Playlist: Tokio Hotel - Pain of Love 

Multimedya: Aras ve Enis'in kalp krizi etksisi yaratan fotoğrafları. ♥

İyi okumalar! 

▬▬▬▬▬▬▬▬▬▬▬▬▬▬▬▬▬▬▬▬▬▬▬▬▬▬▬▬▬▬▬▬

“İnsan bir şeyi elde etmek için çabalar. Onu elde edince de bir kenara atar. Gerçek değerini ise onu kaybedince anlar. – Dostoyevski

9 Ocak Perşembe, 2014.

Onu görmeden geçirdiğim beş günün ardından bugün altıncı güne uyanmıştım. Beş gündür ondan doğru düzgün haber bile alamıyordum. Her sabah onu bugün göreceğim niyetiyle kalksam da kendimi gün sonu yine evde, boş bir içki şişesiyle buluyordum. Başım çatlayacakmış gibi hissediyordum. Kolumu kıpırdatacak halim yoktu. Geceleri zaten doğru düzgün uyuyamıyordum. Ne hale geldiğimi ben bile bilmiyordum. Tek bildiğim kendimi son derece tükenmiş, yorgun ve bomboş hissettiğimdi.

Dün gece koltukta sızıp kaldığımdan dolayı her bir yanım ağrıyordu. Yattığım yerde dikleştiğimde başıma feci bir ağrı saplandı. Bir şişeyi tek başıma bitirince böyle oluyordu. Önümü zar zor görüyordum. Acilen bir duş almam gerekse de kımıldamamaya devam ediyordum.

Avucumun içindeki metali hissettiğimde sıkıca yummuş olduğum avucumu açtım. Azra’ya yılbaşı gecesi kutlamaya gitmeden önce verdiğim kolye bütün zarafetiyle avucumun içinde duruyordu. O gece, oyunu öğrendiğinde kolyeyi asılı duran boynundan çekip ayaklarımın dibine atmıştı. Beni dinleseydi, öylece çekip gitmeseydi ona her şeyi anlatabilirdim. Amacımın ilk başta sadece canını acıtmak olduğunu ama daha sonradan farkına varamadan onu sevdiğimi, ona bağlandığımı anlatabilirdim. Fakat bunları yapmama izin vermeden çekip gitmişti. Onunla konuşmama izin vermemiş, yüzüme bile bakmamıştı. Şimdi ise benden nefret ediyordu. Zaten canımı yakanda buydu. Benden nefret ettiğini bilmek korkunçtu. Bütün bunları hak etmiyor değildim. Yaptığım her şeyin cezasını bana onsuzlukla ödetiyor gibiydi.

Zor da olsa bir süre sonra koltuktan kalkmayı başardım. Başımın ağrısı hala benimleydi. Midem bulanıyordu. Kendimi kız gibi hissediyordum. Birazdan mırın kırım edersem hiç şaşırmazdım doğrusu. Merdivenin basamaklarını duvardan destek alarak yavaş yavaş çıktım. Odama vardığımda üzerimdeki tişörtümü çıkartıp bir köşeye fırlattım. Banyoya gidene kadar üstümdeki diğer eşyalardan da kurtulmuştum. Suyu ayarlar ayarlamaz küvetin içine girdim. Ilık su, başımdan aşağı doğru akarken gözlerimi yumdum. Keşke vücuduma teğet geçen her bir damla benden bir şeylerin acısını ya da pişmanlığını alıp götürebilseydi. Yaptığı tek şey bedenimi biraz olsun gevşetmekti. Daha derine inemiyor, ruhuma dokunamıyordu.

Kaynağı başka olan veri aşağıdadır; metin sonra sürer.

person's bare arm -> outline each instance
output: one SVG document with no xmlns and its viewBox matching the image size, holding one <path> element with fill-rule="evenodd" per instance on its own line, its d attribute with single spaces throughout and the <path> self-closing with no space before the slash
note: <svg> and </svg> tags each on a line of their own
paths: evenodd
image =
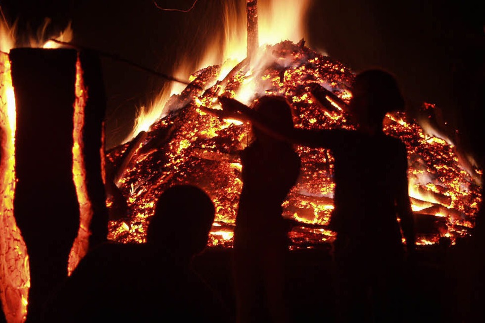
<svg viewBox="0 0 485 323">
<path fill-rule="evenodd" d="M 259 117 L 257 112 L 235 99 L 221 96 L 219 102 L 223 109 L 231 117 L 249 121 L 261 131 L 279 140 L 312 147 L 327 147 L 332 139 L 330 133 L 325 131 L 291 129 L 285 130 L 271 127 Z"/>
</svg>

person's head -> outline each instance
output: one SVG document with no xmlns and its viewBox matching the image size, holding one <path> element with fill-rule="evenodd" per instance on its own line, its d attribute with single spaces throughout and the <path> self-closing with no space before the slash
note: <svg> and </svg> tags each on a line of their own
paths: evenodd
<svg viewBox="0 0 485 323">
<path fill-rule="evenodd" d="M 147 243 L 180 256 L 194 255 L 207 245 L 215 214 L 210 198 L 198 187 L 170 187 L 157 202 L 148 225 Z"/>
<path fill-rule="evenodd" d="M 397 82 L 391 74 L 379 69 L 360 73 L 352 88 L 351 113 L 359 126 L 382 127 L 386 114 L 401 110 L 404 101 Z"/>
<path fill-rule="evenodd" d="M 281 130 L 285 133 L 293 128 L 291 108 L 284 97 L 276 95 L 262 96 L 255 104 L 254 109 L 261 120 L 273 129 Z M 276 140 L 254 127 L 253 132 L 259 139 L 267 137 Z"/>
</svg>

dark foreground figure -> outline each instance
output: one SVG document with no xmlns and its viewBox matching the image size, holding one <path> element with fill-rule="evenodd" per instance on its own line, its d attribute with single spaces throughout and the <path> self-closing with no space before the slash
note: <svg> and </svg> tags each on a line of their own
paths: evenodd
<svg viewBox="0 0 485 323">
<path fill-rule="evenodd" d="M 382 123 L 404 102 L 393 77 L 378 70 L 357 75 L 352 94 L 349 107 L 356 131 L 282 131 L 239 102 L 221 100 L 233 117 L 249 119 L 276 138 L 332 150 L 338 320 L 399 322 L 404 255 L 400 230 L 410 252 L 415 236 L 406 148 L 384 134 Z"/>
<path fill-rule="evenodd" d="M 199 188 L 168 189 L 157 203 L 147 243 L 106 243 L 88 254 L 41 321 L 225 322 L 229 316 L 220 298 L 191 266 L 207 244 L 214 216 L 212 201 Z"/>
<path fill-rule="evenodd" d="M 255 109 L 273 127 L 292 129 L 291 109 L 284 101 L 263 97 Z M 300 158 L 288 141 L 257 128 L 253 135 L 254 140 L 241 153 L 242 189 L 234 232 L 237 322 L 284 323 L 289 319 L 288 241 L 281 205 L 298 178 Z"/>
</svg>

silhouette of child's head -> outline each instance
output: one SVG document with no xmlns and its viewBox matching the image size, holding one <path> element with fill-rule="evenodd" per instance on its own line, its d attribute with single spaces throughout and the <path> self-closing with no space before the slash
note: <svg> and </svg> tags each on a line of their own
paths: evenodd
<svg viewBox="0 0 485 323">
<path fill-rule="evenodd" d="M 293 127 L 291 108 L 286 100 L 281 96 L 262 96 L 254 106 L 259 117 L 271 128 L 286 132 Z M 256 136 L 260 133 L 255 130 Z"/>
<path fill-rule="evenodd" d="M 190 257 L 205 247 L 215 210 L 204 191 L 191 185 L 172 186 L 160 196 L 150 221 L 147 243 Z"/>
<path fill-rule="evenodd" d="M 386 113 L 401 110 L 404 106 L 395 79 L 381 70 L 368 70 L 358 74 L 352 92 L 352 112 L 361 122 L 382 123 Z"/>
</svg>

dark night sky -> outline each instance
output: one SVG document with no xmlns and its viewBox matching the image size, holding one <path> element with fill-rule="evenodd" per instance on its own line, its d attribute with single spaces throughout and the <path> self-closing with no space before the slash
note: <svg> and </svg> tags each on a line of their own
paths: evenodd
<svg viewBox="0 0 485 323">
<path fill-rule="evenodd" d="M 75 43 L 169 73 L 178 56 L 188 50 L 190 56 L 196 57 L 222 31 L 224 1 L 199 0 L 188 13 L 159 10 L 152 0 L 0 0 L 0 4 L 7 20 L 18 19 L 19 33 L 27 30 L 28 22 L 35 30 L 45 17 L 52 19 L 53 30 L 71 20 Z M 306 17 L 307 41 L 355 71 L 380 67 L 392 72 L 410 106 L 436 103 L 450 123 L 463 129 L 461 120 L 474 126 L 483 120 L 483 11 L 470 0 L 446 2 L 313 0 Z M 193 2 L 158 1 L 183 8 Z M 122 63 L 102 62 L 107 144 L 112 146 L 129 132 L 135 107 L 153 98 L 163 82 Z M 464 98 L 460 93 L 465 92 Z M 475 98 L 466 98 L 474 93 Z M 475 128 L 468 127 L 472 133 L 470 129 Z"/>
</svg>

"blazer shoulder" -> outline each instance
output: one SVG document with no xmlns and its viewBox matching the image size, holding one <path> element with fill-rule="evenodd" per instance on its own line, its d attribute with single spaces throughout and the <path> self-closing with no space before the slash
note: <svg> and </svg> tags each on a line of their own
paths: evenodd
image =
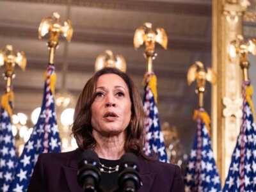
<svg viewBox="0 0 256 192">
<path fill-rule="evenodd" d="M 140 166 L 143 171 L 151 172 L 156 173 L 168 173 L 173 174 L 175 172 L 180 171 L 179 166 L 172 163 L 160 162 L 157 160 L 147 160 L 143 157 L 140 158 Z"/>
<path fill-rule="evenodd" d="M 68 163 L 74 159 L 77 159 L 81 153 L 79 149 L 60 153 L 44 153 L 39 155 L 38 161 L 43 163 Z"/>
</svg>

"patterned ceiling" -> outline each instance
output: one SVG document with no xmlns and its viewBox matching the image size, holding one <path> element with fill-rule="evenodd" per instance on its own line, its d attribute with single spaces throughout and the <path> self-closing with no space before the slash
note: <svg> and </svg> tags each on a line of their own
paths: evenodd
<svg viewBox="0 0 256 192">
<path fill-rule="evenodd" d="M 28 59 L 25 72 L 15 68 L 14 113 L 22 111 L 30 115 L 42 103 L 49 53 L 47 39 L 38 39 L 37 30 L 44 17 L 58 12 L 61 21 L 69 19 L 72 22 L 71 42 L 61 40 L 56 51 L 56 92 L 65 90 L 75 98 L 93 73 L 96 57 L 106 49 L 125 58 L 127 73 L 142 97 L 146 60 L 143 48 L 134 49 L 133 35 L 136 28 L 150 22 L 154 29 L 164 28 L 168 36 L 168 49 L 157 45 L 157 56 L 153 61 L 157 77 L 160 121 L 177 127 L 182 143 L 191 145 L 191 133 L 195 130 L 192 115 L 197 106 L 197 96 L 195 83 L 187 84 L 186 73 L 197 60 L 211 66 L 211 1 L 0 1 L 0 49 L 12 44 L 15 50 L 24 51 Z M 3 72 L 4 67 L 0 70 Z M 0 80 L 1 94 L 4 84 L 3 79 Z M 205 98 L 209 113 L 210 89 L 208 86 Z"/>
</svg>

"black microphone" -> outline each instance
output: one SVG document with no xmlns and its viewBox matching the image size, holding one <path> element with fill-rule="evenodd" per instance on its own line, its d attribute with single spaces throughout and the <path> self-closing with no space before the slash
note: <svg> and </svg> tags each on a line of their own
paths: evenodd
<svg viewBox="0 0 256 192">
<path fill-rule="evenodd" d="M 78 161 L 77 179 L 84 192 L 99 191 L 100 172 L 99 157 L 92 150 L 85 150 Z"/>
<path fill-rule="evenodd" d="M 139 171 L 139 161 L 137 156 L 132 153 L 124 154 L 119 166 L 118 191 L 137 191 L 141 186 Z"/>
</svg>

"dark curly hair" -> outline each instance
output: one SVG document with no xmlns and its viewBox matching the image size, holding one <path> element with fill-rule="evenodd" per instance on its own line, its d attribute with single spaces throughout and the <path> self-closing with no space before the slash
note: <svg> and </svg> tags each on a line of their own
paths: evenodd
<svg viewBox="0 0 256 192">
<path fill-rule="evenodd" d="M 100 76 L 106 74 L 115 74 L 119 76 L 125 82 L 129 92 L 132 115 L 127 127 L 125 151 L 144 156 L 142 148 L 145 115 L 141 99 L 131 77 L 115 68 L 104 68 L 97 71 L 87 81 L 80 93 L 76 106 L 74 120 L 72 127 L 78 147 L 83 150 L 93 149 L 95 147 L 96 141 L 92 135 L 91 107 L 95 99 L 97 81 Z"/>
</svg>

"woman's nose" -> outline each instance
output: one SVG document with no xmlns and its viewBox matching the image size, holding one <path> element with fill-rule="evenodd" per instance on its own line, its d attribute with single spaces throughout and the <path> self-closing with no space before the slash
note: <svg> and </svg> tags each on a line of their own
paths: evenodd
<svg viewBox="0 0 256 192">
<path fill-rule="evenodd" d="M 115 107 L 116 104 L 115 103 L 112 103 L 110 102 L 108 102 L 106 104 L 106 107 Z"/>
<path fill-rule="evenodd" d="M 115 98 L 112 95 L 108 95 L 106 97 L 106 106 L 115 107 Z"/>
</svg>

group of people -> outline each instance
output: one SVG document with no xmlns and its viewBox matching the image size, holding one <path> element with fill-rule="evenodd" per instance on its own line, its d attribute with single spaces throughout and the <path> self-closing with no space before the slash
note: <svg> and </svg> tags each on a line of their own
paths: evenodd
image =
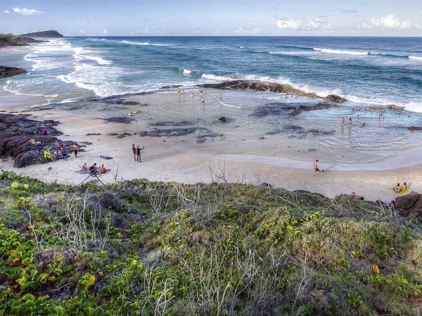
<svg viewBox="0 0 422 316">
<path fill-rule="evenodd" d="M 135 161 L 142 162 L 142 160 L 141 160 L 141 154 L 145 148 L 145 146 L 142 148 L 139 148 L 139 145 L 135 147 L 135 144 L 132 144 L 132 152 L 133 153 L 133 159 Z"/>
<path fill-rule="evenodd" d="M 407 191 L 407 184 L 406 184 L 406 182 L 403 182 L 403 185 L 400 186 L 400 183 L 397 183 L 397 185 L 393 188 L 393 190 L 394 190 L 396 193 L 400 193 L 400 192 L 405 192 Z"/>
<path fill-rule="evenodd" d="M 84 162 L 82 165 L 82 171 L 84 173 L 89 173 L 91 176 L 97 176 L 99 175 L 104 175 L 107 173 L 111 169 L 107 169 L 104 166 L 104 164 L 102 164 L 101 167 L 98 167 L 97 163 L 94 163 L 88 168 L 86 163 Z"/>
<path fill-rule="evenodd" d="M 35 139 L 29 139 L 28 141 L 30 142 L 31 145 L 33 144 L 37 146 L 41 144 L 41 142 L 35 141 Z M 65 148 L 65 146 L 63 144 L 60 145 L 57 139 L 56 139 L 54 141 L 53 145 L 54 146 L 54 150 L 56 151 L 55 155 L 52 154 L 51 152 L 50 151 L 50 150 L 48 149 L 48 148 L 46 148 L 42 151 L 42 157 L 44 158 L 46 160 L 51 160 L 52 161 L 56 161 L 56 159 L 59 158 L 61 156 L 61 158 L 63 159 L 67 160 L 67 158 L 69 158 L 69 156 L 67 153 L 67 151 Z M 61 153 L 60 154 L 59 153 L 59 150 Z M 78 146 L 75 143 L 73 143 L 72 144 L 72 150 L 73 151 L 73 153 L 75 155 L 75 158 L 77 158 Z M 42 155 L 41 149 L 39 150 L 39 154 L 40 156 Z"/>
</svg>

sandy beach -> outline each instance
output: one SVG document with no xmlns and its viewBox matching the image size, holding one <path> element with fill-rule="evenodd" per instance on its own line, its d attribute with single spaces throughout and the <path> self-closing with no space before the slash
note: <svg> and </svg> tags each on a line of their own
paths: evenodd
<svg viewBox="0 0 422 316">
<path fill-rule="evenodd" d="M 3 96 L 7 94 L 4 92 L 2 94 Z M 4 113 L 19 112 L 24 109 L 23 103 L 27 104 L 31 100 L 34 102 L 38 100 L 32 99 L 34 98 L 37 97 L 27 97 L 20 103 L 17 101 L 8 106 L 7 111 L 2 105 L 1 110 Z M 61 124 L 57 128 L 63 133 L 59 137 L 63 140 L 92 143 L 86 146 L 86 151 L 80 152 L 77 158 L 72 154 L 67 161 L 17 169 L 13 167 L 13 160 L 9 158 L 1 162 L 1 168 L 43 181 L 78 184 L 86 178 L 85 175 L 75 172 L 84 162 L 88 166 L 96 162 L 100 165 L 104 163 L 106 167 L 110 168 L 111 172 L 101 178 L 105 183 L 113 181 L 113 174 L 118 168 L 119 180 L 146 178 L 187 183 L 210 182 L 211 181 L 211 167 L 216 172 L 224 169 L 223 173 L 228 181 L 254 184 L 265 182 L 289 190 L 304 190 L 330 197 L 354 193 L 366 199 L 390 201 L 398 196 L 391 188 L 397 182 L 403 181 L 407 183 L 411 190 L 422 192 L 421 164 L 383 170 L 371 170 L 370 168 L 348 170 L 339 169 L 320 161 L 320 167 L 325 169 L 325 172 L 314 176 L 312 161 L 307 164 L 300 161 L 295 163 L 295 160 L 269 155 L 213 154 L 204 151 L 182 150 L 165 137 L 140 138 L 132 135 L 118 138 L 116 136 L 107 136 L 127 132 L 131 129 L 130 124 L 106 123 L 100 119 L 87 118 L 78 114 L 78 112 L 49 110 L 25 112 L 33 115 L 29 118 L 36 120 L 60 121 Z M 86 136 L 93 133 L 100 135 Z M 131 149 L 133 143 L 145 146 L 142 162 L 134 160 Z M 104 159 L 101 156 L 110 156 L 113 159 Z M 50 167 L 52 169 L 48 171 Z M 87 180 L 90 180 L 92 178 Z"/>
</svg>

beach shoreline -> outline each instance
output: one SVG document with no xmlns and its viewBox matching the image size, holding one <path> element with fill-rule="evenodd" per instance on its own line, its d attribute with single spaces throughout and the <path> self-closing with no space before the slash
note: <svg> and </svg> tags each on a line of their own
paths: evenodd
<svg viewBox="0 0 422 316">
<path fill-rule="evenodd" d="M 13 109 L 13 112 L 19 112 L 23 108 L 20 106 Z M 212 170 L 225 178 L 228 182 L 253 184 L 266 182 L 275 187 L 291 191 L 304 190 L 330 198 L 354 193 L 366 199 L 389 201 L 399 195 L 391 188 L 398 182 L 403 181 L 407 182 L 411 190 L 422 192 L 420 181 L 422 164 L 381 170 L 338 170 L 321 161 L 321 167 L 326 170 L 314 176 L 312 161 L 309 162 L 307 167 L 301 163 L 297 163 L 296 166 L 286 166 L 280 165 L 281 160 L 279 158 L 277 164 L 274 163 L 276 158 L 268 156 L 261 157 L 260 161 L 256 157 L 241 154 L 213 155 L 184 151 L 171 146 L 170 142 L 165 142 L 165 138 L 129 135 L 118 138 L 115 136 L 107 136 L 126 133 L 128 124 L 84 118 L 74 116 L 71 112 L 62 113 L 47 110 L 25 112 L 25 114 L 32 114 L 28 118 L 35 120 L 60 121 L 61 124 L 57 128 L 63 133 L 59 137 L 63 140 L 72 139 L 78 142 L 92 143 L 86 146 L 86 151 L 80 152 L 78 158 L 75 158 L 72 153 L 68 161 L 61 160 L 55 163 L 19 169 L 13 167 L 13 161 L 10 158 L 1 163 L 1 169 L 48 182 L 56 181 L 60 183 L 78 184 L 86 175 L 75 171 L 80 170 L 84 162 L 88 166 L 96 162 L 98 165 L 104 163 L 106 167 L 112 169 L 100 178 L 105 183 L 113 182 L 115 176 L 113 174 L 118 169 L 119 172 L 117 178 L 119 180 L 146 178 L 154 181 L 190 184 L 211 182 Z M 100 135 L 86 135 L 99 133 Z M 145 146 L 141 163 L 133 160 L 131 149 L 133 143 Z M 113 159 L 105 160 L 100 158 L 100 156 L 110 156 Z M 49 171 L 49 167 L 52 169 Z M 87 180 L 91 179 L 92 178 Z"/>
</svg>

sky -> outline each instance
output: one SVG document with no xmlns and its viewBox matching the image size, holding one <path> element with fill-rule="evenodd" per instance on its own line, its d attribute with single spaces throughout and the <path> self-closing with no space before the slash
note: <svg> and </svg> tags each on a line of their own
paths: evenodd
<svg viewBox="0 0 422 316">
<path fill-rule="evenodd" d="M 4 0 L 0 33 L 422 36 L 421 0 Z"/>
</svg>

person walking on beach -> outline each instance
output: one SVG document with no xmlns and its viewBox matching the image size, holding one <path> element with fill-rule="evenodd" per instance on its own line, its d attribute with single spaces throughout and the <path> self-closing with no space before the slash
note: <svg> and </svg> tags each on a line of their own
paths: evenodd
<svg viewBox="0 0 422 316">
<path fill-rule="evenodd" d="M 318 168 L 318 161 L 317 159 L 314 161 L 314 171 L 315 172 L 314 174 L 314 177 L 316 175 L 317 172 L 322 172 L 322 171 L 321 171 L 321 170 L 320 170 Z"/>
<path fill-rule="evenodd" d="M 135 144 L 132 144 L 132 152 L 133 153 L 133 160 L 136 161 L 136 147 L 135 147 Z"/>
<path fill-rule="evenodd" d="M 78 158 L 78 146 L 76 144 L 73 143 L 72 144 L 72 149 L 73 150 L 73 153 L 75 154 L 75 158 Z"/>
<path fill-rule="evenodd" d="M 142 162 L 142 160 L 141 160 L 141 151 L 143 150 L 145 148 L 145 146 L 142 148 L 140 148 L 139 146 L 136 146 L 136 161 L 138 162 Z"/>
</svg>

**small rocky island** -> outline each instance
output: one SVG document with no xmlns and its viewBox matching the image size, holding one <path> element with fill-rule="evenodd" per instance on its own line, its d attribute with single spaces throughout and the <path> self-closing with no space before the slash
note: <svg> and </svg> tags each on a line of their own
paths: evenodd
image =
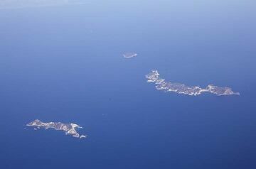
<svg viewBox="0 0 256 169">
<path fill-rule="evenodd" d="M 124 58 L 131 58 L 137 56 L 137 54 L 136 53 L 126 53 L 123 54 Z"/>
<path fill-rule="evenodd" d="M 193 96 L 199 95 L 203 92 L 210 92 L 218 96 L 240 95 L 240 93 L 233 92 L 230 87 L 220 87 L 213 84 L 209 84 L 206 88 L 201 88 L 198 86 L 189 87 L 183 84 L 166 82 L 165 80 L 161 78 L 159 76 L 160 74 L 157 70 L 152 70 L 151 73 L 146 75 L 147 82 L 155 83 L 156 88 L 159 90 Z"/>
<path fill-rule="evenodd" d="M 49 123 L 43 123 L 38 119 L 36 119 L 29 124 L 26 124 L 27 126 L 36 127 L 36 129 L 44 128 L 46 129 L 53 129 L 55 130 L 60 130 L 65 131 L 65 134 L 71 135 L 75 138 L 86 138 L 85 135 L 80 135 L 76 129 L 81 129 L 82 127 L 78 126 L 76 124 L 63 124 L 60 122 L 49 122 Z"/>
</svg>

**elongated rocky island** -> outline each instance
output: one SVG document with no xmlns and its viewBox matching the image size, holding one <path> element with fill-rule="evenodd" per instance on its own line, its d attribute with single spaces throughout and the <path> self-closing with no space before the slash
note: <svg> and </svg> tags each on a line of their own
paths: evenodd
<svg viewBox="0 0 256 169">
<path fill-rule="evenodd" d="M 27 126 L 36 127 L 36 129 L 43 128 L 46 129 L 53 129 L 55 130 L 64 131 L 65 134 L 71 135 L 75 138 L 86 138 L 85 135 L 80 135 L 76 129 L 82 128 L 76 124 L 63 124 L 60 122 L 44 123 L 38 119 L 36 119 L 26 124 Z"/>
<path fill-rule="evenodd" d="M 124 58 L 131 58 L 136 57 L 137 54 L 136 53 L 126 53 L 123 54 Z"/>
<path fill-rule="evenodd" d="M 160 77 L 160 74 L 157 70 L 152 72 L 146 75 L 148 82 L 154 82 L 156 88 L 159 90 L 166 92 L 174 92 L 178 94 L 188 95 L 199 95 L 203 92 L 210 92 L 218 96 L 222 95 L 240 95 L 239 92 L 234 92 L 230 87 L 220 87 L 213 84 L 208 85 L 206 88 L 201 88 L 198 86 L 186 86 L 181 83 L 173 83 L 166 82 L 164 79 Z"/>
</svg>

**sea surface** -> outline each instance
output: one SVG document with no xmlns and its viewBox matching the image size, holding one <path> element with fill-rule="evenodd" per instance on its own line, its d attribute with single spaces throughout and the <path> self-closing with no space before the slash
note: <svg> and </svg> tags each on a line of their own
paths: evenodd
<svg viewBox="0 0 256 169">
<path fill-rule="evenodd" d="M 255 5 L 0 9 L 0 168 L 256 168 Z M 240 96 L 159 91 L 146 82 L 151 70 Z M 26 126 L 36 119 L 78 124 L 88 136 Z"/>
</svg>

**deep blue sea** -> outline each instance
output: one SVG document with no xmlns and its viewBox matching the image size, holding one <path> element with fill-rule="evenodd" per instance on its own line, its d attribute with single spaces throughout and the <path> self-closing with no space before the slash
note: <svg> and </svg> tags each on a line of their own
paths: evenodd
<svg viewBox="0 0 256 169">
<path fill-rule="evenodd" d="M 256 2 L 0 10 L 0 168 L 256 168 Z M 134 52 L 138 56 L 124 58 Z M 240 96 L 156 90 L 145 75 Z M 26 124 L 75 123 L 86 139 Z"/>
</svg>

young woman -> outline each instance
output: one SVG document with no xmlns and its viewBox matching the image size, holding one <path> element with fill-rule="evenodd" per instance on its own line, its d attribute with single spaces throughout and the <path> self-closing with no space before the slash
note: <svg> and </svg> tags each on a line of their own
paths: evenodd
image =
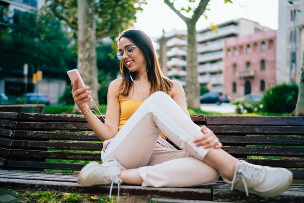
<svg viewBox="0 0 304 203">
<path fill-rule="evenodd" d="M 78 89 L 77 80 L 72 84 L 74 100 L 104 141 L 103 163 L 84 167 L 79 184 L 189 187 L 214 183 L 220 175 L 247 195 L 273 196 L 288 189 L 289 171 L 238 160 L 220 149 L 211 130 L 192 121 L 182 86 L 164 76 L 146 33 L 123 32 L 118 43 L 122 78 L 109 85 L 104 124 L 86 105 L 92 98 L 89 88 Z"/>
</svg>

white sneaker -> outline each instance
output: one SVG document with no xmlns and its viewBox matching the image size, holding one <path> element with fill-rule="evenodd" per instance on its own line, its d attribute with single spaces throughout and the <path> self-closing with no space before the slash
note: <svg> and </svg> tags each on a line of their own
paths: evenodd
<svg viewBox="0 0 304 203">
<path fill-rule="evenodd" d="M 119 196 L 120 185 L 123 181 L 118 177 L 121 171 L 125 170 L 116 159 L 112 158 L 100 164 L 96 162 L 85 165 L 80 171 L 77 183 L 83 186 L 92 186 L 96 185 L 109 185 L 110 198 L 113 184 L 118 185 Z"/>
<path fill-rule="evenodd" d="M 237 163 L 232 181 L 223 178 L 233 188 L 265 197 L 282 193 L 292 182 L 292 173 L 284 168 L 254 165 L 241 160 Z"/>
</svg>

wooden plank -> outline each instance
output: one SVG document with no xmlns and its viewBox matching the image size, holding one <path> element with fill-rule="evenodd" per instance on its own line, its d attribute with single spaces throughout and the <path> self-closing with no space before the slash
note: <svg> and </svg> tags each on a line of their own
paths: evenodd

Sıcak suyun tamamını bitirinceye kadar duşta kalmıştım. Su tamamen soğuduğunda ve vücudum daha fazla soğuğa karşı direnemeyip titremeye başladığında duştan çıkıp bir havluya sarınarak odama geçtim. Vücudumdaki su damlalarını havluyla yok edip altıma çamaşırımı ve daha önce Azra’nın giyinmiş olduğu gri eşofmanımı giyindim. Hala kılımı kımıldatacak halim olmadığından kendimi yatağa attım. Sağa doğru dönüp cenin pozisyonu aldığımda komodinimin üzerindeki çerçeveye uzanıp elime aldım. Azra ve benim tepede çekindiğimiz fotoğraflardan biriydi. Bu fotoğraf daha öncesinde değil de şimdi bana çok daha gerçek geliyordu. Çünkü elimdeki bu fotoğrafa baktığımda yıllar önceki beni görebiliyordum. Yüzümdeki bu gülümseme bir oyundan ibaret olamayacak kadar gerçekti. Beni o şekilde gülümsetmeyi başaran da oydu. Bir zamanlar sahip olduğum ama şimdi olamadığım. Bir zamanlar değerini bilmediğim ama kaybettiğimde değerini anladığım. Bir zamanlar hislerimden emin olamadığım ama şimdi sevdiğimden emin olduğum.